Sostiene Julian Budden, biógrafo de Verdi, que cuando éste presentó El trovador al libretista Salvatore Cammarano lo definió como un drama “bellísimo, imaginativo y con situaciones potentes”. Esta misma triple adjetivación se puede aplicar, stricto sensu, a la lectura que hace Àlex Ollé de la ópera. Es plásticamente hermosa, inteligente en su conceptualización y alcanzó cotas altas de intensidad, con la cooperación necesaria del director musical, Maurizio Benini, y de un formidable elenco.
A lo largo del drama, Ollé sume a los protagonistas en su propio laberinto. Un dédalo mental pero también físico, perimetrado por bloques como los del Memorial del Holocausto de Berlín. Grandes piezas de cemento que suben, bajan y se hunden, simulando almenas o trincheras, como las que salen en las películas, o lápidas, que cubren los túmulos que acogen a los muertos de la Gran Guerra. Un conflicto simbolizado por las máscaras de gas, que causó tanto estupor como trastornos psíquicos y que dio paso tanto a los primeros experimentos democratizadores —la República de Weimar— como al auge de las dictaduras y del fascismo. Pero, en realidad, el conflicto que reflejó Antonio García Gutiérrez fue el resultante de la guerra de sucesión al trono de Aragón. Manrico es fiel al Conde de Urgell, uno de los postulantes. Frente a ellos el Conde de Luna, al servicio de Fernando de Trastámara, luego el Católico. Por tanto, según Ollé, éstos son los alemanes y aquellos los británicos o los franceses, pongamos por caso. En medio de todos, Leonora. Pero este es solo un plano. El otro, en el que Azucena prepara su venganza, es mostrado por el regidor como si de un montaje cinematográfico se tratase: en paralelo y secuencia a secuencia. Una lección de dramaturgia.
Es verdad que hubo más movimiento en los paralelepípedos rectangulares que entre las personas, sobre todo en lo que respecta al elenco, más bien pobre en este sentido.
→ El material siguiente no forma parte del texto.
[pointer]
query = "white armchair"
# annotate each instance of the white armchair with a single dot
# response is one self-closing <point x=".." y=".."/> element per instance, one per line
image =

Por el contrario, las escenas de masas estuvieron bien estudiadas y el parecido de alguna de ellas a cualquiera de los cuadros sobre fusilamientos que existen fue evidente. La iluminación ideada por Urs Schönebaum fue rica en matices y la parte que da en ocres, marrones y bronces se cumplimentó a la perfección con el sonido herrumbroso que emitió Semenchuk. Esta mezzo, bien conocida en la casa, era esperada. No defraudó. Al acabar, hubo quien dijo que fue la mejor de la función. Volvió a lucir sonido lleno, óptima estructuración de las arias y expresión como actriz. Tuvo un momento delirante al declarar haber lanzado a la hoguera a su propio hijo, arropada, además, por el envoltorio orquestal que le brindó Benini. Al final, estuvo conmovedoramente doliente.